SciPy/Numpy seems to support many filters, but not the root-raised cosine filter. Is there a trick to easily create one rather than calculating the transfer function? An approximation would be fine as well.
The commpy
package has several filters included with it. The order of return variables was switched in an earlier version (as of this edit, current version is 0.8.0). To install, follow instructions here or here.
Here's an example for 1024 symbols of QAM16:
import numpy as np
from commpy.modulation import QAMModem
from commpy.filters import rrcosfilter
N = 1024 # Number of symbols. Also, the filter length in samples.

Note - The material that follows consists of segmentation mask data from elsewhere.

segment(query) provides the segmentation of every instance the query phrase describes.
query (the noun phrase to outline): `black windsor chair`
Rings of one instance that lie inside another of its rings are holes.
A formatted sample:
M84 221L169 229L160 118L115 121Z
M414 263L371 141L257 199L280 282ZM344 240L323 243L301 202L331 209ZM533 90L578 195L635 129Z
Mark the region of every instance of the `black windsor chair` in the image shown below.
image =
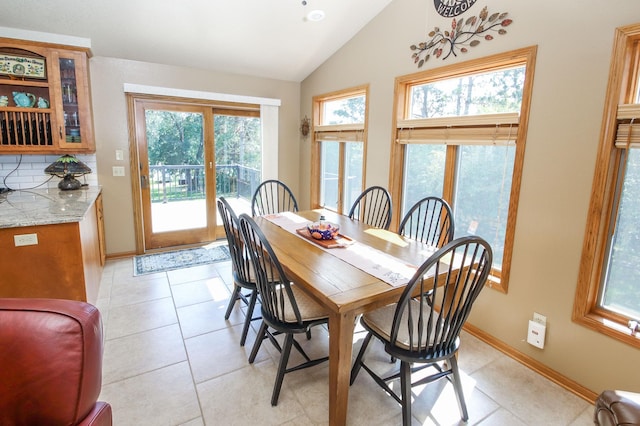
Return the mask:
M398 234L421 241L434 249L453 239L455 225L449 204L440 197L425 197L404 215Z
M244 346L251 321L261 319L259 316L253 317L253 311L258 300L258 288L255 277L253 277L251 258L245 250L244 241L240 234L238 217L224 197L218 198L218 211L220 212L220 216L222 216L224 232L227 235L233 273L233 292L231 293L224 319L229 319L237 300L247 305L244 326L242 327L242 337L240 337L240 346ZM243 293L243 289L248 290L248 292Z
M356 198L349 210L351 219L369 226L389 229L391 225L391 195L381 186L371 186Z
M418 268L397 303L362 315L360 322L368 333L351 369L351 384L361 368L367 371L402 405L403 425L411 425L411 388L445 377L453 383L462 420L468 420L456 355L460 331L484 288L492 258L491 247L482 238L453 240ZM433 297L433 307L427 293ZM393 359L400 360L399 371L380 377L365 364L364 354L374 336ZM433 374L411 382L412 373L429 367ZM399 395L388 384L398 378Z
M251 197L251 214L261 216L280 212L297 212L298 202L289 187L275 179L265 180Z
M271 244L256 222L247 214L241 214L239 221L255 271L262 311L262 324L251 350L249 363L253 363L262 341L266 338L280 351L280 362L271 396L271 405L275 406L278 404L280 389L286 373L312 367L329 359L329 357L310 359L294 338L296 334L309 335L312 327L328 324L329 314L287 278ZM275 339L275 334L285 335L282 347ZM287 368L292 346L300 352L306 361L295 367Z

os = 8 # Over-sampling factor
# Create modulation. QAM16 makes 4 bits/symbol
mod1 = QAMModem(16)
# Generate the bit stream for N symbols
sB = np.random.randint(0, 2, N*mod1.num_bits_symbol)

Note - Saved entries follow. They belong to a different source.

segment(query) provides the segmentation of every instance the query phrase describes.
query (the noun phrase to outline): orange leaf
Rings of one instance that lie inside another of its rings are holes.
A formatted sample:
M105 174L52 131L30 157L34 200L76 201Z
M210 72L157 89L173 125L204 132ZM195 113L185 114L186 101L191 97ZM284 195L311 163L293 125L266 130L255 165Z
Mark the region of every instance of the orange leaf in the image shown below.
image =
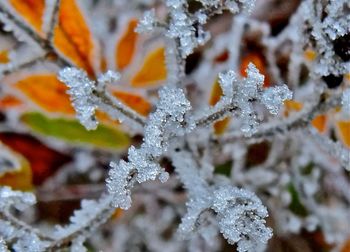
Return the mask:
M8 51L0 51L0 63L6 64L9 63L9 52Z
M93 38L74 0L61 1L59 26L56 27L54 35L54 45L75 64L93 76Z
M211 106L214 106L220 100L221 96L222 96L222 89L220 87L218 79L216 79L216 81L212 87L212 90L211 90L209 104ZM224 133L225 130L227 129L229 123L230 123L230 118L225 118L221 121L215 122L214 123L215 134L221 135L222 133Z
M326 131L327 116L326 115L318 115L312 120L311 124L320 133L324 133Z
M305 52L304 52L304 57L306 60L308 61L314 61L317 57L317 54L314 50L312 49L306 49Z
M48 112L74 114L67 87L54 74L32 75L18 81L15 87Z
M165 80L167 71L165 67L165 50L160 47L149 53L134 78L131 85L134 87L148 87L161 80Z
M122 70L127 67L136 50L138 34L134 31L137 26L137 20L132 19L128 24L125 34L118 41L116 46L116 64L118 69Z
M350 148L350 121L338 121L337 128L340 139Z
M286 109L285 116L288 116L290 111L300 111L303 108L303 104L293 100L286 100L284 101L284 107Z
M0 108L12 108L21 105L22 102L15 96L6 95L0 100Z
M10 4L37 32L41 32L44 0L10 0Z
M131 94L123 91L115 91L113 93L121 102L128 105L141 115L148 115L151 112L151 104L142 96Z
M269 87L270 79L266 72L264 58L259 53L249 53L242 58L241 66L240 66L241 76L247 77L246 69L250 62L252 62L256 66L256 68L259 70L259 72L265 76L264 87Z

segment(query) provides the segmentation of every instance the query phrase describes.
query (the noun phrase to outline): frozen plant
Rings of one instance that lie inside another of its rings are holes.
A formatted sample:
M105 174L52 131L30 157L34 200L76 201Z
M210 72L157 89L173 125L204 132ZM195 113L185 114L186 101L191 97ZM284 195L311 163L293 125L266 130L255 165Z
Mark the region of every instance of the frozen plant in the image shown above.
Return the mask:
M301 1L283 29L276 6L0 1L11 45L0 47L0 251L274 251L271 239L303 230L341 251L350 5ZM35 186L5 186L29 166L22 146L3 147L9 132L68 161ZM35 208L76 198L55 227Z

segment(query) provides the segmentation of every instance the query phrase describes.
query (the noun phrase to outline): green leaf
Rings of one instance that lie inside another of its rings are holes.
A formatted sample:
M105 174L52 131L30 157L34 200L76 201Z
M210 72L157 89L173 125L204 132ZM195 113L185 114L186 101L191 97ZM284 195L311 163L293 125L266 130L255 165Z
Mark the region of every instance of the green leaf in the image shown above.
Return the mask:
M226 163L219 164L219 165L215 166L215 171L214 172L216 174L230 176L231 168L232 168L232 161L230 160L230 161L228 161Z
M130 137L126 133L106 125L100 124L96 130L88 131L77 120L50 118L38 112L23 114L21 121L36 133L70 143L108 149L124 149L130 145Z
M294 185L290 183L288 185L288 191L292 197L292 201L289 205L289 209L296 215L305 217L308 215L307 209L300 202L298 191L295 189Z

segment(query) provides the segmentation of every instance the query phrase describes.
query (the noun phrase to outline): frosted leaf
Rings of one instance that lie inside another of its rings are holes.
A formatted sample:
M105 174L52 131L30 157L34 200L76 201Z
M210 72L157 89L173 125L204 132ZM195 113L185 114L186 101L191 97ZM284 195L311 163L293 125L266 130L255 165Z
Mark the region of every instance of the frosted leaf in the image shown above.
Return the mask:
M272 230L265 226L267 209L252 192L232 186L214 191L213 210L218 214L219 229L238 251L256 251L267 243Z
M30 251L30 252L42 252L49 246L49 242L41 241L38 236L32 233L26 233L17 240L13 245L15 251Z
M85 71L66 67L59 72L59 80L64 82L69 90L73 107L77 112L77 118L88 130L97 128L98 122L95 118L96 105L93 101L95 82L91 81Z
M150 32L154 29L156 22L155 10L145 11L135 31L138 33Z
M291 100L293 93L287 85L276 86L264 90L261 102L266 106L271 114L277 115L285 100Z
M344 117L350 117L350 88L347 88L344 90L342 99L342 113L344 114Z
M23 210L27 206L36 203L35 196L32 193L13 191L7 186L0 187L0 199L0 211L6 210L10 206Z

# Generate N complex-integer valued symbols
sQ = mod1.modulate(sB)
sQ_upsampled = np.zeros(os*(len(sQ)-1)+1,dtype = np.complex64)
sQ_upsampled[::os] = sQ
# Create a filter with limited bandwidth. Parameters:
# N: Filter length in samples
# 0.8: Roll off factor alpha
# 1: Symbol period in time-units
# os: Sample rate in 1/time-units
sPSF = rrcosfilter(N, alpha=0.8, Ts=1, Fs=os)[1]

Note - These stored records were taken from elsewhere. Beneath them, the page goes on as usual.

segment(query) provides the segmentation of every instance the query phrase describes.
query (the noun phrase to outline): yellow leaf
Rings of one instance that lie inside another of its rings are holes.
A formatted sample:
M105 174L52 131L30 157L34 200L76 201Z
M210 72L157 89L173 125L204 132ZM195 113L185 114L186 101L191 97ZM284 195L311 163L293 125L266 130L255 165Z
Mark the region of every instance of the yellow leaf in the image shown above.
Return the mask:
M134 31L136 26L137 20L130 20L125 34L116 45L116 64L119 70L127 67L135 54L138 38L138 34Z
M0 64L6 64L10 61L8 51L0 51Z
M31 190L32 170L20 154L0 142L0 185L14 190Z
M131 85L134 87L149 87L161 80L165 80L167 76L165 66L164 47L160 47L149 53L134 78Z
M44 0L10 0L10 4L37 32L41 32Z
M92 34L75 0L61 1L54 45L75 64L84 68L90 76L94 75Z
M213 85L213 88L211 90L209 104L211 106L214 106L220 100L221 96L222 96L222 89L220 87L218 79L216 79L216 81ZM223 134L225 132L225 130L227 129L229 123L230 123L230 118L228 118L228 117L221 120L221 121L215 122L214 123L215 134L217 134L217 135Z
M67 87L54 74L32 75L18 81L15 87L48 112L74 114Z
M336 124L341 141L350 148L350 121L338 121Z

# Analog signal has N/2 leading and trailing near-zero samples
qW = np.convolve(sPSF, sQ_upsampled)
Here's some explanation of the parameters. N
is the number of baud samples. You need 4 times as many bits (in the case of QAM) as samples. I made the sPSF
array return with N
elements so we can see the signal with leading and trailing samples. See the Wikipedia Root-raised-cosine filter page for explanation of parameter alpha
. Ts
is the symbol period in seconds and Fs
is the number of filter samples per Ts
. I like to pretend Ts=1
to keep things simple (unit symbol rate). Then Fs
is the number of complex waveform samples per baud point.
If you use return element 0 from rrcosfilter
to get the sample time indexes, you need to insert the correct symbol period and filter sample rate in Ts
and Fs
for the index values to be correctly scaled.